Mesmo com acordos e encomendas, a fabricação e exportação das vacinas é um processo altamente complexo para a região.
Existem vários obstáculos crônicos para expandir a produção local na América Latina como um todo. A maioria dos países (fora Argentina, Brasil e México) ainda não possui a infraestrutura adequada ou sofisticação necessária para produzir ou armazenar vacinas em grande escala.
Uma vacina feita na América Latina pode envolver ingredientes farmacêuticos ativos (APIs) importados da China ou o desenvolvimento de formulação na Índia, bem como adjuvantes do Chile processados na Suécia.
Quando as vacinas são disponibilizadas, sua distribuição deve obedecer a protocolos específicos de transporte e armazenamento para garantir a segurança e a viabilidade. Elas são transportadas em condições refrigeradas (ou congeladas) e têm vida útil limitada à temperatura ambiente, o que também é um obstáculo a ser enfrentado pelos países que habitam a zona intertropical, onde predominam os climas quentes.
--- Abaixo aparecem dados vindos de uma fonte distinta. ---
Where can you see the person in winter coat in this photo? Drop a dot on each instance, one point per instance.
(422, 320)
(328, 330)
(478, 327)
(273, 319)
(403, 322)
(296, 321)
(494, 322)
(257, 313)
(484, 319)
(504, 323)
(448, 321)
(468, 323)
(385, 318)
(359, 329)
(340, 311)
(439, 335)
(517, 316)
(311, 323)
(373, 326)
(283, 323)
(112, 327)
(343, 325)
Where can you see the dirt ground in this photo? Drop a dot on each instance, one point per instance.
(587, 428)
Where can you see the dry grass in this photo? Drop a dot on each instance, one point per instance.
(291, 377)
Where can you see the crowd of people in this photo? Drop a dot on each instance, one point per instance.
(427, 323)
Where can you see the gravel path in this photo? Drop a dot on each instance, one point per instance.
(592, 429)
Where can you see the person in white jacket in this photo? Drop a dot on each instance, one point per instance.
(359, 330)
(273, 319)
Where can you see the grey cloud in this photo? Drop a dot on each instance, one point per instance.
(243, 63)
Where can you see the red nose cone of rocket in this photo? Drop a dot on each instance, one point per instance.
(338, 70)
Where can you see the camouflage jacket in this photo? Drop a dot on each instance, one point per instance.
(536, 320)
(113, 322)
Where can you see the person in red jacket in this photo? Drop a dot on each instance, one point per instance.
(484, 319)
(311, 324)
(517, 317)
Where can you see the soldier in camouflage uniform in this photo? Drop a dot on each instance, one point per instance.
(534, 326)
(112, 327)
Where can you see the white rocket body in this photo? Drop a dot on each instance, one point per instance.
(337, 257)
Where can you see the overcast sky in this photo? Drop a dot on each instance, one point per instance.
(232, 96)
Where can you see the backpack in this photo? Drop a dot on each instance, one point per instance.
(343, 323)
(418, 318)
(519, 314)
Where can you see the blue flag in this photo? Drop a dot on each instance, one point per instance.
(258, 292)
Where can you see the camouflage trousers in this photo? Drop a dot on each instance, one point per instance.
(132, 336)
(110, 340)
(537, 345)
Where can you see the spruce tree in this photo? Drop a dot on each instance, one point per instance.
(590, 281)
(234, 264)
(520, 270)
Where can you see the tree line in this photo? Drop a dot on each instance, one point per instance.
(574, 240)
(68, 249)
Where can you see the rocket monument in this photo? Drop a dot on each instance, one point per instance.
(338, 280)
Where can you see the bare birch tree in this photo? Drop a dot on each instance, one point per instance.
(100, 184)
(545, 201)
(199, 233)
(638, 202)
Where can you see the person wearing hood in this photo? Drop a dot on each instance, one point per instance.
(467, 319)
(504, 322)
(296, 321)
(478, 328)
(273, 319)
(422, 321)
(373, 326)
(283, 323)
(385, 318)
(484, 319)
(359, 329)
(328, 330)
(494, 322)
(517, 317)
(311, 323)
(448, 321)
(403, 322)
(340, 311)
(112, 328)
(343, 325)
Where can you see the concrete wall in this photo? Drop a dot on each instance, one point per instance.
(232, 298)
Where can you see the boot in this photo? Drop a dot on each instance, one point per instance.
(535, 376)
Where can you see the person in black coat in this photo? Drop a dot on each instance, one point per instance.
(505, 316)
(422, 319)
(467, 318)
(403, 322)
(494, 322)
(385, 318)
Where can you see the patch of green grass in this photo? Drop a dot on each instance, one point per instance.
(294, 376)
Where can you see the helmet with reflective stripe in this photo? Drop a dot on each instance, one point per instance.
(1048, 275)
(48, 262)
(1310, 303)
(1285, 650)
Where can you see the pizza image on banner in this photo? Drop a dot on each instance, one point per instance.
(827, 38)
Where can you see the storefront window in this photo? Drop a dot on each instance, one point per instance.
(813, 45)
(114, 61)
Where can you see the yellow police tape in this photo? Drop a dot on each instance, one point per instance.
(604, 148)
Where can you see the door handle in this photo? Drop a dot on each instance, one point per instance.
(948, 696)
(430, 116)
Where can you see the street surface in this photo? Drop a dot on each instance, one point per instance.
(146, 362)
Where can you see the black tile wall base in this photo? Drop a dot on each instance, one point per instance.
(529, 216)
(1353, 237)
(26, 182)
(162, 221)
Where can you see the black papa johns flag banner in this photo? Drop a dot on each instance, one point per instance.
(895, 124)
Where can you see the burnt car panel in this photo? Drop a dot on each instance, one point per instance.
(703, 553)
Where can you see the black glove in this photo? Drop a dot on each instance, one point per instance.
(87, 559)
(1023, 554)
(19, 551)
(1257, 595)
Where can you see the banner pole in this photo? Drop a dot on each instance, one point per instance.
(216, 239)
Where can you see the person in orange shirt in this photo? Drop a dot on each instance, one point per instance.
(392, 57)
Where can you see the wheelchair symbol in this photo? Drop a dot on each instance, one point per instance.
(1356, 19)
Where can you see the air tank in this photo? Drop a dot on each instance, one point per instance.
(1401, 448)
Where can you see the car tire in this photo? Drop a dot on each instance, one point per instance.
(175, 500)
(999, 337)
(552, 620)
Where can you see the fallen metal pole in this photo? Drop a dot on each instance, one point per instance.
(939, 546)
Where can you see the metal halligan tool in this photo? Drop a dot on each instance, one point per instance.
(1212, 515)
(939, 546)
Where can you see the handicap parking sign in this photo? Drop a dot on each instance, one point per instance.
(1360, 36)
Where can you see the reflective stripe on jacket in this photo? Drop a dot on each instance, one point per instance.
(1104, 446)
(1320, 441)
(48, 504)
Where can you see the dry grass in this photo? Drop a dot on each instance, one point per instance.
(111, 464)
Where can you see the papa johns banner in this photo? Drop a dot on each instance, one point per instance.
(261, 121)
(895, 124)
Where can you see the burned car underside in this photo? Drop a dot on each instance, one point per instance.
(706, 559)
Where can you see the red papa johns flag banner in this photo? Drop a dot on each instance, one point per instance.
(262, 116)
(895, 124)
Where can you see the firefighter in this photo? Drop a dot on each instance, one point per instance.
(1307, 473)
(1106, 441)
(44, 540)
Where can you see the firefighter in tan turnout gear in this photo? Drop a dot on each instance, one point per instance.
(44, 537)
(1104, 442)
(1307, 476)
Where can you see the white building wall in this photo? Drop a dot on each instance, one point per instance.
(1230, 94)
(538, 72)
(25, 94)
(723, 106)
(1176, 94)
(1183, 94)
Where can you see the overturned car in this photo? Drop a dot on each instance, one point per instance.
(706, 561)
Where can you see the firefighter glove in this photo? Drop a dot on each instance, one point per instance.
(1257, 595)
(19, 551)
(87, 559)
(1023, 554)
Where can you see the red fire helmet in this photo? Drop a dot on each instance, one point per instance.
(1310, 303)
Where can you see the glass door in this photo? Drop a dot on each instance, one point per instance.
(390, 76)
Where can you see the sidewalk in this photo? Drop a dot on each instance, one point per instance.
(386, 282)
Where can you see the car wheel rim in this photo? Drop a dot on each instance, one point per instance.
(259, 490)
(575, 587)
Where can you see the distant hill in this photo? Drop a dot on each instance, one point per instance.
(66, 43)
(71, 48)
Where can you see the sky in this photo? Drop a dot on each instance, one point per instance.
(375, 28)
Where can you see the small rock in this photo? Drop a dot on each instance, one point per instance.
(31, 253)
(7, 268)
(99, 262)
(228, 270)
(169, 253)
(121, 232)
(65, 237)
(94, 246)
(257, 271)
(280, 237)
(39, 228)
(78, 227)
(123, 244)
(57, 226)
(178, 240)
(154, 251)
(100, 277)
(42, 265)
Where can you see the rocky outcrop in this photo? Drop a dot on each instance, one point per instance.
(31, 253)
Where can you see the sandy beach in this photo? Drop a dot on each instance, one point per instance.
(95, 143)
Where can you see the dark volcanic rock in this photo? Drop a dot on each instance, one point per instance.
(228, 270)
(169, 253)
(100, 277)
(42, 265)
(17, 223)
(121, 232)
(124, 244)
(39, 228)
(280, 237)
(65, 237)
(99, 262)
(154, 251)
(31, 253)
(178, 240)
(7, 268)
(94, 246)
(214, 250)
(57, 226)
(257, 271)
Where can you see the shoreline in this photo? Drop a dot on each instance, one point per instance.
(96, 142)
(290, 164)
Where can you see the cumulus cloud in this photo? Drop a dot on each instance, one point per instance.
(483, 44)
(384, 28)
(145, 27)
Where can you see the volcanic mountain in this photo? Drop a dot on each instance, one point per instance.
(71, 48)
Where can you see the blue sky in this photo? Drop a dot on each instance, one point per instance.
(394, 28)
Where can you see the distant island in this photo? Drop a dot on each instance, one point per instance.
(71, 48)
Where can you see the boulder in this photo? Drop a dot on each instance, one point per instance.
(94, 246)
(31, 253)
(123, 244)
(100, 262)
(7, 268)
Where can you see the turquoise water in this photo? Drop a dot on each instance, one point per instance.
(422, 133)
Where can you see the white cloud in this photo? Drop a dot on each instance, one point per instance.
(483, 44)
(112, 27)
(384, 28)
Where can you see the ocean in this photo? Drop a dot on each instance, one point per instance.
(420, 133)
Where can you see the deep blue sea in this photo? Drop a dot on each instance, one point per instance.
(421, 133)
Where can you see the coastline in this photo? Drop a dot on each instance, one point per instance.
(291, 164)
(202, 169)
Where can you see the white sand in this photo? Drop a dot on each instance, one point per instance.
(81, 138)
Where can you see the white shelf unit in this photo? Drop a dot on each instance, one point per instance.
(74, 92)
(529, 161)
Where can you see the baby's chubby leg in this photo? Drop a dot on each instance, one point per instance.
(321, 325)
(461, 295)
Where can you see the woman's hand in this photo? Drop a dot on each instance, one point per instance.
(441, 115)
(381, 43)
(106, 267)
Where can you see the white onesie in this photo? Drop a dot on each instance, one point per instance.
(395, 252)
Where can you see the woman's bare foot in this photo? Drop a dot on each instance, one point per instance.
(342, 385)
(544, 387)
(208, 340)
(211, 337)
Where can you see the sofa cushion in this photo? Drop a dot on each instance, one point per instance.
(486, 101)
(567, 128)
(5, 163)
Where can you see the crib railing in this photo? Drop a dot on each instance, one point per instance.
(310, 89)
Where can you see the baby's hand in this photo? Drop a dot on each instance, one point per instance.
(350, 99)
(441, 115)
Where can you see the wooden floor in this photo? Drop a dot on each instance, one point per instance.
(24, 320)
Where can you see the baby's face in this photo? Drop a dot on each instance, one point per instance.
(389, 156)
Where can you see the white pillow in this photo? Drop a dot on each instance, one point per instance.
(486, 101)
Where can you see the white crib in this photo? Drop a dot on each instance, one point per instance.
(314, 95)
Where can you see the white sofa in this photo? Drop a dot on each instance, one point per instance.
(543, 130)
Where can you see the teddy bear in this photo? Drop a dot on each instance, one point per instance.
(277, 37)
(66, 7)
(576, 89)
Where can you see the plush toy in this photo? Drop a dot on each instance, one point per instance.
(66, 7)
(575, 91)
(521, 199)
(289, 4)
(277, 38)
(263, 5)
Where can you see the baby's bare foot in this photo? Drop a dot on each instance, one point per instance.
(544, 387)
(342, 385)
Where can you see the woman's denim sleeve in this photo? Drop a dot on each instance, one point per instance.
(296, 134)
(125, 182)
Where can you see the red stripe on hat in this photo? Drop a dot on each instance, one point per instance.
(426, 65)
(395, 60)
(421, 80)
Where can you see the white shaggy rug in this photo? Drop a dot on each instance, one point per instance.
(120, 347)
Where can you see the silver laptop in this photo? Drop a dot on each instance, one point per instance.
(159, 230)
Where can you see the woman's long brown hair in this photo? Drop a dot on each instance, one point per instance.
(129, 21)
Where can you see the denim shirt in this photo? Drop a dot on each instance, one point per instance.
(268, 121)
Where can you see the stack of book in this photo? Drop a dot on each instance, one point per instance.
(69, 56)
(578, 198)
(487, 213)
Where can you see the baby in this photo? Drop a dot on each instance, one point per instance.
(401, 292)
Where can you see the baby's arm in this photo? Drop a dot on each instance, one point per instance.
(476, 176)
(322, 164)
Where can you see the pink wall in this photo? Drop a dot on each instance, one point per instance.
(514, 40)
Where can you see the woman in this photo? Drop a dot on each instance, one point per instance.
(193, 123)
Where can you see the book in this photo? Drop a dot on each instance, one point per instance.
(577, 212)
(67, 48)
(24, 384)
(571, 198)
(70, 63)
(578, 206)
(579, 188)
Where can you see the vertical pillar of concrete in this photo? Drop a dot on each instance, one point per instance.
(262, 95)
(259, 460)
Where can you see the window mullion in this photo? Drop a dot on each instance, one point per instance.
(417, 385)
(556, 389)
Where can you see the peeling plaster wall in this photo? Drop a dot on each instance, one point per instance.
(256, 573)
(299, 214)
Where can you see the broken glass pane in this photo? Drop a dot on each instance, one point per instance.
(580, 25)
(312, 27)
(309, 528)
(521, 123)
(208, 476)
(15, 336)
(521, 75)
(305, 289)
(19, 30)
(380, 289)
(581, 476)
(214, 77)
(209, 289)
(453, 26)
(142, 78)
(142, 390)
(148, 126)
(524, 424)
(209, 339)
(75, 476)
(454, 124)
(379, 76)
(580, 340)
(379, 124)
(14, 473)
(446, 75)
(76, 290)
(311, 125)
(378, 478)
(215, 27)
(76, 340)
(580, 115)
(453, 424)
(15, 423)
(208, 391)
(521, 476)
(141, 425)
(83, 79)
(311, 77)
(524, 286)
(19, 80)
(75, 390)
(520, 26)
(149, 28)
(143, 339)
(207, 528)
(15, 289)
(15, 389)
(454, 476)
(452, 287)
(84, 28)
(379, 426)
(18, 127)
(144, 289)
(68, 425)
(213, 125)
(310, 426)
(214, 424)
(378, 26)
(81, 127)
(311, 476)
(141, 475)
As vacinas da Pfizer e da Moderna, por exemplo, têm vida útil entre 2 e 12 horas. Muitas exigem uma temperatura de armazenamento entre 2 e 8 graus Celsius.
Vacinas que usam o RNA mensageiro — como a da Pfizer, que deve ser distribuída no Brasil, Chile, Peru e Equador — são as que requerem o armazenamento mais rigoroso, necessitando estar em um ambiente com -70 graus Celsius.
Outro desafio a ser enfrentado pela região é a exportação. O Atlantic Council afirma em seu estudo que, em 2019, o tempo médio para o desembaraço aduaneiro das exportações na América Latina e no Caribe era de 8 dias, enquanto o tempo médio associado ao cumprimento da fronteira para as importações foi entre 2 e 3 dias.
Durante 2021, medidas sustentadas contra a pandemia, como máscaras e o distanciamento social, permanecerão como a primeira linha de defesa contra futuras ondas de infecção. Mesmo se e quando uma vacina eficaz estiver disponível, a América Latina deve se preparar para viver com o vírus após 2021, dado o tempo necessário para aumentar a produção global de vacinas e alcançar altos níveis de vacinação regional.